The New World Order
About The Author
Mark Poynter grew up in the coal mining town of Witbank in apartheid South Africa during the 1980’s. After completing high school he studied Theatre Technology at the Natal Technikon in Durban, KwaZulu-Natal before returning to the UK in 1992. He lectured part-time at Boston College in rural Lincolnshire teaching courses in performing arts at the Sam Newsom Music Centre. In 1995 he returned to higher education obtaining a BA (Hons) in English and Politics and an MA in Politics and International Relations from De Montfort University. In 2002 he took up a teaching position at the Ashesi University College in Ghana, where he taught courses in political philosophy, comparative politics and literary criticism. As a lecturer of political science he developed an interest in the ideas of Francis Fukuyama and his famous article The End of History (1989). In 2011 he returned to the UK and completed an Mphil in Politics and International Relations examining the geopolitical developments of the Post-Cold War and the extent to which the spread of globalization has shaped the social and political nature of the New World Order.
About The Book
At the end of the Cold War two famous articles were published which produced contrasting visions of a new world order, namely: Francis Fukuyama’s The End of History (1989) and Samuel P. Huntington’s The Clash of Civilizations (1993). The content of these two articles not only framed the post-cold war debate but the prospect of two great geo-political realities capable of influencing global events.
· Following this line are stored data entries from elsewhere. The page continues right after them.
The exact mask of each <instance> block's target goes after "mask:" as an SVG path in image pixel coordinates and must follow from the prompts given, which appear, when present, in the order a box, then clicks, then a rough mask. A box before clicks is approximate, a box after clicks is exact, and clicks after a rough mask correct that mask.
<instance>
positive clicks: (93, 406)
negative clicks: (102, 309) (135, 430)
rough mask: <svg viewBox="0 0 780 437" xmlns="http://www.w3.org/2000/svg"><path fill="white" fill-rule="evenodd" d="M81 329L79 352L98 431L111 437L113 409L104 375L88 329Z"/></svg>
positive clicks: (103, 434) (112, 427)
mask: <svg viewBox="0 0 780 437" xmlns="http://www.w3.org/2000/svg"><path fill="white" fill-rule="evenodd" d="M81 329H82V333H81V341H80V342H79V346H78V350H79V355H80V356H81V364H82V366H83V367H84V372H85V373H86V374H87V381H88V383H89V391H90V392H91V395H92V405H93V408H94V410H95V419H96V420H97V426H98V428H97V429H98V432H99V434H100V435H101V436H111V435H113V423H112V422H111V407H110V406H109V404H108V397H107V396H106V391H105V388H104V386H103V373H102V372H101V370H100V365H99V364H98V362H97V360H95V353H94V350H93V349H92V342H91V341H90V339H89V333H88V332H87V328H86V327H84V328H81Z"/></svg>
Fukuyama’s The End of History provided an optimistic prediction of a New World Order in which liberal democracy and capitalism would triumph over all other ideologies to form a lasting social order of peace and prosperity. In contrast, Huntington’s article was far more pessimistic in its future predictions and argued that the post-cold war would produce a multi-polar world of regional tensions and conflict in which civilizations were destined to clash.
As global capitalism leads towards greater levels of economic interdependence a universal culture of mass consumption will become increasingly evident in all societies. This will create a growing population of consumers whose ideas, tastes and aspirations will increasingly reflect Western ideals. The effects of globalization may provoke feelings of hostility at the imposition of liberal democratic values but such hostility will not necessarily lead to a clash of civilizations.
In a New World Order civilizations will need to embrace global capitalism or risk becoming increasingly alienated and disempowered. National and cultural identities may strengthen as a result of globalization but this will not undermine the global balance of power. Therefore, the strength of opposition to global capitalism will be ineffective in preventing the spread of consumer culture and civilizations will exist as benign entities within an increasingly globalized world.